Let $\mathbf{t}\in\mathcal{T}$ and assume that there exists basis vectors $(\mathbf{u_{1}}(\mathbf{t}),\mathbf{u_{2}}(\mathbf{t}))\in\mathbb{S}$ such that $H_{\mathbf{u_{1}}}(\mathbf{t})<H_{\mathbf{u_{2}}}(\mathbf{t})$ . Moreover, suppose that the functions $L_{\mathbf{u_{1}}}$ and $L_{\mathbf{u_{2}}}$ are continuously differentiable. For any $\mathbf{v}\in\mathbb{S}$ , we have the following dichotomous relationship:

•

If $\mathbf{v}\neq\pm\mathbf{u_{2}}$ , then $H_{\mathbf{v}}(\mathbf{t})=H_{\mathbf{u_{1}}}(\mathbf{t})$ .
•

Otherwise, we have $H_{\mathbf{v}}(\mathbf{t})=H_{\mathbf{u_{2}}}(\mathbf{t})$ .

The proof of Lemma 1 is provided in the Supplementary Material. It states that the map $\mathbf{v}\mapsto H_{\mathbf{v}}$ can take at most two possible values.

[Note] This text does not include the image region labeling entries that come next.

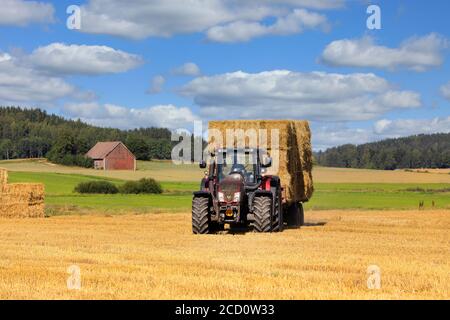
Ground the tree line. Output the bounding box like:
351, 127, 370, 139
314, 133, 450, 170
0, 107, 175, 167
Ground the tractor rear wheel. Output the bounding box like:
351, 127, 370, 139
252, 197, 272, 232
192, 197, 211, 234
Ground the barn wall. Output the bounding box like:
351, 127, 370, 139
105, 145, 135, 170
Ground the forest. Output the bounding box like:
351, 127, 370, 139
314, 133, 450, 170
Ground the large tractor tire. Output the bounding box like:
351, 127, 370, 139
192, 197, 211, 234
252, 197, 272, 232
272, 188, 284, 232
287, 203, 305, 228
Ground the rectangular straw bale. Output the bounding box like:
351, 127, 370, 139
0, 183, 45, 218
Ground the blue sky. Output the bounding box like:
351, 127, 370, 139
0, 0, 450, 150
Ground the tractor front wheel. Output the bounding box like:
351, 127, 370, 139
252, 197, 272, 232
287, 202, 305, 228
192, 197, 211, 234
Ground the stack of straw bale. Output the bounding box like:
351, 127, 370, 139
0, 168, 44, 218
208, 120, 314, 202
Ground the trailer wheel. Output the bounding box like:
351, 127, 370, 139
252, 197, 272, 232
192, 197, 211, 234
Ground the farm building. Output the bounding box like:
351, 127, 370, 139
86, 141, 136, 170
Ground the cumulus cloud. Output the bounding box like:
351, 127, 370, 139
147, 75, 166, 94
172, 62, 201, 77
63, 102, 198, 129
374, 117, 450, 137
0, 0, 55, 26
207, 9, 328, 42
80, 0, 336, 41
27, 43, 143, 75
0, 54, 76, 105
312, 117, 450, 150
441, 82, 450, 100
321, 33, 449, 71
180, 70, 421, 121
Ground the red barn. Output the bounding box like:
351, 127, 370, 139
86, 141, 136, 170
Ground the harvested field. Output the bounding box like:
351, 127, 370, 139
208, 120, 314, 202
0, 210, 450, 299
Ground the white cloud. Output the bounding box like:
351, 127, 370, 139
207, 9, 328, 42
180, 70, 421, 121
374, 117, 450, 137
172, 62, 201, 77
147, 75, 166, 94
80, 0, 336, 41
0, 54, 76, 105
63, 102, 198, 129
0, 0, 55, 26
27, 43, 143, 75
321, 33, 449, 71
441, 82, 450, 100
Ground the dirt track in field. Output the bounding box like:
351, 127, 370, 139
0, 210, 450, 299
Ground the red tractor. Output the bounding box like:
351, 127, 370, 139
192, 149, 304, 234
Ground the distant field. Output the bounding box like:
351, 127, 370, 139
0, 159, 450, 184
0, 161, 450, 299
0, 210, 450, 300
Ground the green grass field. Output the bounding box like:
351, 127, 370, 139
9, 172, 450, 215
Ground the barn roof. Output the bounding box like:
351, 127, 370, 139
86, 141, 125, 159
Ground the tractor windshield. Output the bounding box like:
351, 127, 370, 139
217, 150, 257, 183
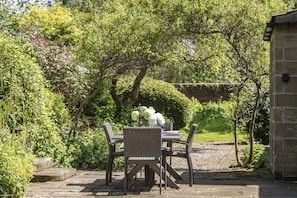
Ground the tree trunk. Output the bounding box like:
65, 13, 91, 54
245, 80, 261, 165
110, 67, 148, 117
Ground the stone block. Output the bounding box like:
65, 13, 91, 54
270, 75, 284, 93
284, 47, 297, 60
32, 168, 77, 182
284, 138, 297, 154
274, 47, 284, 61
272, 93, 297, 109
270, 107, 284, 123
274, 61, 297, 76
273, 123, 297, 138
283, 108, 297, 123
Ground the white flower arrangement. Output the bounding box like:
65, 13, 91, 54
131, 106, 165, 127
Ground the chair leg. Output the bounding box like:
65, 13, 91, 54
187, 155, 194, 187
160, 157, 162, 194
109, 157, 114, 183
124, 162, 128, 195
105, 157, 113, 185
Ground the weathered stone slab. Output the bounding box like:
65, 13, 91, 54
32, 168, 77, 182
33, 157, 53, 172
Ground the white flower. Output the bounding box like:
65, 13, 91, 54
149, 114, 158, 127
131, 111, 139, 121
154, 113, 165, 126
143, 107, 156, 120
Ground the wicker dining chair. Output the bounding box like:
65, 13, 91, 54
166, 124, 198, 186
123, 127, 166, 193
103, 122, 124, 185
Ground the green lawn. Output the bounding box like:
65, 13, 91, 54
195, 132, 247, 142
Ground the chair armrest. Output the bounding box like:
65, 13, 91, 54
172, 140, 188, 145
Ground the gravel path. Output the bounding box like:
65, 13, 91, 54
172, 142, 245, 170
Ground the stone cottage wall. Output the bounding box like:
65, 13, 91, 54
269, 26, 297, 179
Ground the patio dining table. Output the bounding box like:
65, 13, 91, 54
113, 130, 183, 189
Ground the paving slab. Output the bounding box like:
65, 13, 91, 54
26, 170, 297, 198
32, 167, 77, 182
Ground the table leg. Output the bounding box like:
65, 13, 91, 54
144, 165, 155, 185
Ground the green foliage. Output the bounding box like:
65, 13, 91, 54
235, 84, 270, 145
0, 130, 35, 197
243, 143, 269, 169
117, 76, 192, 128
71, 127, 124, 169
191, 101, 234, 133
0, 35, 71, 166
19, 3, 81, 44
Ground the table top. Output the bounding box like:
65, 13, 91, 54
112, 131, 183, 141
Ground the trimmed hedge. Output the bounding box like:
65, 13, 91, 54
117, 76, 192, 128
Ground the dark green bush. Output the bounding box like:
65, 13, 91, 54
0, 130, 35, 197
71, 127, 124, 169
0, 34, 71, 166
117, 76, 192, 128
191, 101, 233, 133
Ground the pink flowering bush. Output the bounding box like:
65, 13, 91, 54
31, 36, 87, 114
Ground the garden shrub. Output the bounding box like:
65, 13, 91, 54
0, 130, 35, 197
0, 34, 71, 166
117, 76, 192, 128
18, 3, 80, 44
71, 127, 124, 169
191, 101, 234, 133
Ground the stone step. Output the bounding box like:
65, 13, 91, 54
31, 167, 77, 182
33, 157, 53, 172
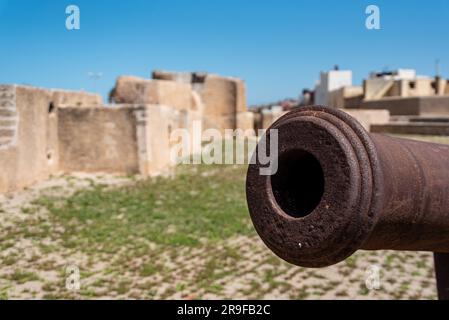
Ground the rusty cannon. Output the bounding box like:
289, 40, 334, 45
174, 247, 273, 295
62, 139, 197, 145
246, 106, 449, 299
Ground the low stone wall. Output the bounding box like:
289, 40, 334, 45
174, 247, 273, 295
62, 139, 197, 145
360, 96, 449, 116
58, 107, 139, 174
0, 85, 58, 192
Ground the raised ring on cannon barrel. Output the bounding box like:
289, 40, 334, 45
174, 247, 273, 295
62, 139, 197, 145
246, 106, 449, 267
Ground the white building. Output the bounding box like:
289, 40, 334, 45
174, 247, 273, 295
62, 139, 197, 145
315, 70, 352, 106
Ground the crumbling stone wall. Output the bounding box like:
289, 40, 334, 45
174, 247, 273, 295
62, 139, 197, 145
152, 71, 248, 131
0, 73, 254, 192
0, 85, 58, 192
58, 107, 139, 174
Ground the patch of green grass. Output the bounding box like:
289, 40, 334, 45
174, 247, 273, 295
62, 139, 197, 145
10, 269, 39, 284
140, 264, 160, 277
33, 165, 253, 252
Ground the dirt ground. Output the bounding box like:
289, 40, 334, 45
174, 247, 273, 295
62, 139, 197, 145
0, 173, 436, 299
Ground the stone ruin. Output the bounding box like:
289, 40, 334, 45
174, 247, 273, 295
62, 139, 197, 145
0, 71, 254, 192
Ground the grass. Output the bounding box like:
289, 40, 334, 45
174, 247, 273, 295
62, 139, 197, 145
0, 137, 442, 300
36, 166, 253, 252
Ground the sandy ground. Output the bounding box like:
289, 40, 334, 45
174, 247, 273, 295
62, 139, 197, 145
0, 175, 436, 299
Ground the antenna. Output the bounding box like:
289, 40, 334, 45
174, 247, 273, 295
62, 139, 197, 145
435, 59, 440, 77
87, 72, 103, 92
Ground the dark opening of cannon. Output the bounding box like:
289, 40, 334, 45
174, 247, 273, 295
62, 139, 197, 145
271, 150, 324, 218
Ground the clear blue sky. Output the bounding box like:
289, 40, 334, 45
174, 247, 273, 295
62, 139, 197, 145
0, 0, 449, 104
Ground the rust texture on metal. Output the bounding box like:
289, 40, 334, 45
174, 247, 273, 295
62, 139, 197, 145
246, 106, 449, 267
434, 253, 449, 300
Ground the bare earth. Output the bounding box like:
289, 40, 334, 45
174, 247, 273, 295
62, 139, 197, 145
0, 175, 436, 299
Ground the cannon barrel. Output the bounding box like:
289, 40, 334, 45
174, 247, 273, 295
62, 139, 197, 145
246, 106, 449, 267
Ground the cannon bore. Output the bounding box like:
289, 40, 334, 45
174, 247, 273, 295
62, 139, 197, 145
246, 106, 449, 267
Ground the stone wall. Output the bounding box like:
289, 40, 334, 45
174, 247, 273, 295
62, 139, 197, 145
0, 73, 250, 192
360, 96, 449, 115
58, 107, 139, 174
0, 85, 58, 192
152, 71, 248, 131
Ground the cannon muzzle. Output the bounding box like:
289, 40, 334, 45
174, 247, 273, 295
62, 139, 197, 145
246, 106, 449, 267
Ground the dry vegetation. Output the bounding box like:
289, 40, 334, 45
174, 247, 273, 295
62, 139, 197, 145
0, 134, 449, 299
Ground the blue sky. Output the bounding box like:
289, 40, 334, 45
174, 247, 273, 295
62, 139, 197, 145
0, 0, 449, 104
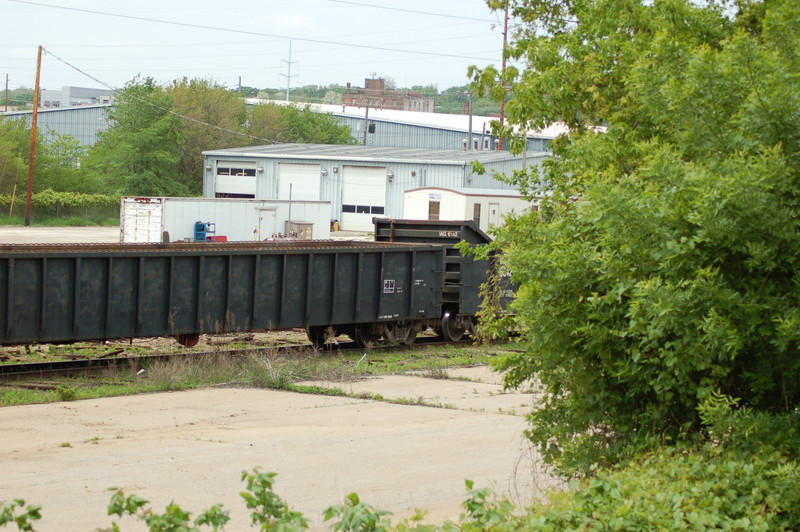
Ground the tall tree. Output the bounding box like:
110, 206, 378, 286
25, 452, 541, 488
247, 103, 355, 144
87, 78, 189, 196
166, 78, 246, 194
472, 0, 800, 472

This is in alignment with the results in Davies and Hall, (1999), who studied anisotropy from the lens of the fractal dimension of surfaces, and showed that “the fractal dimension of line transects across a surface must either be constant in every direction or be constant in each direction except one".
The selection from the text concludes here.